La plupart des gens ont entendu parler de Scarface, le film de 1983 avec Al Pacino. Mais certains ne savent peut-être pas qu'il s'agit en fait d'un remake d'un film du même nom de 1932, librement inspiré d'un roman lui-même inspiré du gangster prééminent de la décennie, Al Capone. Bien que cet original Scarface était déjà soumis à la censure du Code de production cinématographique, il faisait toujours l'objet de controverses lors de sa publication au grand public. De nombreux italo-américains trouvé le sujet offensant, car les personnages italiens étaient presque exclusivement relégués aux stéréotypes néfastes des gangsters ou des bootleggers dans les films de l'époque. Scarfacea été interdit dans plusieurs villes et États, dont Chicago, où il a finalement atteint le grand écran en 1941.

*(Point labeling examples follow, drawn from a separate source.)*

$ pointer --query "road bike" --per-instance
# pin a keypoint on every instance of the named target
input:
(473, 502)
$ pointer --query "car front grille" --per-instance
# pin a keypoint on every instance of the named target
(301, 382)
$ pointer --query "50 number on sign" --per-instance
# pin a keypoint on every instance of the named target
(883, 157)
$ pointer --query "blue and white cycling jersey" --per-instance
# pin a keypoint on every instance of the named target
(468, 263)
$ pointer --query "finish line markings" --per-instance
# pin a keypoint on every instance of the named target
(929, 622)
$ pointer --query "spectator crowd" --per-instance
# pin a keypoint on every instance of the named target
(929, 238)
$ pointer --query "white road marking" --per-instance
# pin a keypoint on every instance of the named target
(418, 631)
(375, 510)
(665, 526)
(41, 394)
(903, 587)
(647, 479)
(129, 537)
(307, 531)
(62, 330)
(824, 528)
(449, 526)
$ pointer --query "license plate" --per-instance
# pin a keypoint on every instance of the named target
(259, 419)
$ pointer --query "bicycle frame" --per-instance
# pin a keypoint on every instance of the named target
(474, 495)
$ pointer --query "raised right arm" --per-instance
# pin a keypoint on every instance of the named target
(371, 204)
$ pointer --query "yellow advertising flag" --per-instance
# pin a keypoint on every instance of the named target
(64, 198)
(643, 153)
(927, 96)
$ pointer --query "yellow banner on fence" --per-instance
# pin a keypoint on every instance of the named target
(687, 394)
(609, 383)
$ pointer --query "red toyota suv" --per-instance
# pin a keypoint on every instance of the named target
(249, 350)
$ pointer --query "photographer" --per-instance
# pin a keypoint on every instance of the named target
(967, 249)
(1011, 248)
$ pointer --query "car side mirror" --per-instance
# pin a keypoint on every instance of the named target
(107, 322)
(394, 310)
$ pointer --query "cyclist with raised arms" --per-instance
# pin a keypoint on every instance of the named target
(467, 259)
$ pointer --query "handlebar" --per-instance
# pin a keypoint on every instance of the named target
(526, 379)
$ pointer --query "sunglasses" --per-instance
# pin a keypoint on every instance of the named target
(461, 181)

affiche de star wars fuite

Il y avait aussi des spéculations que les gangsters, y compris Al Capone lui-même, ne voulait pas que le film passe en salles parce que c'était trop révélateur sur leur entreprise criminelle. Scarface a été l'un des films qui ont inspiré la création du Administration du code de production, dont le travail consistait à faire respecter formellement le Code de production cinématographique mis en place au début de la décennie. Plus de 50 ans plus tard, son remake se révélera connait un grand succès, malgré la violence graphique et repousser contre les représentations des expatriés cubains comme des criminels, faisant écho aux troubles éprouvés par les Italo-Américains dans les années 30.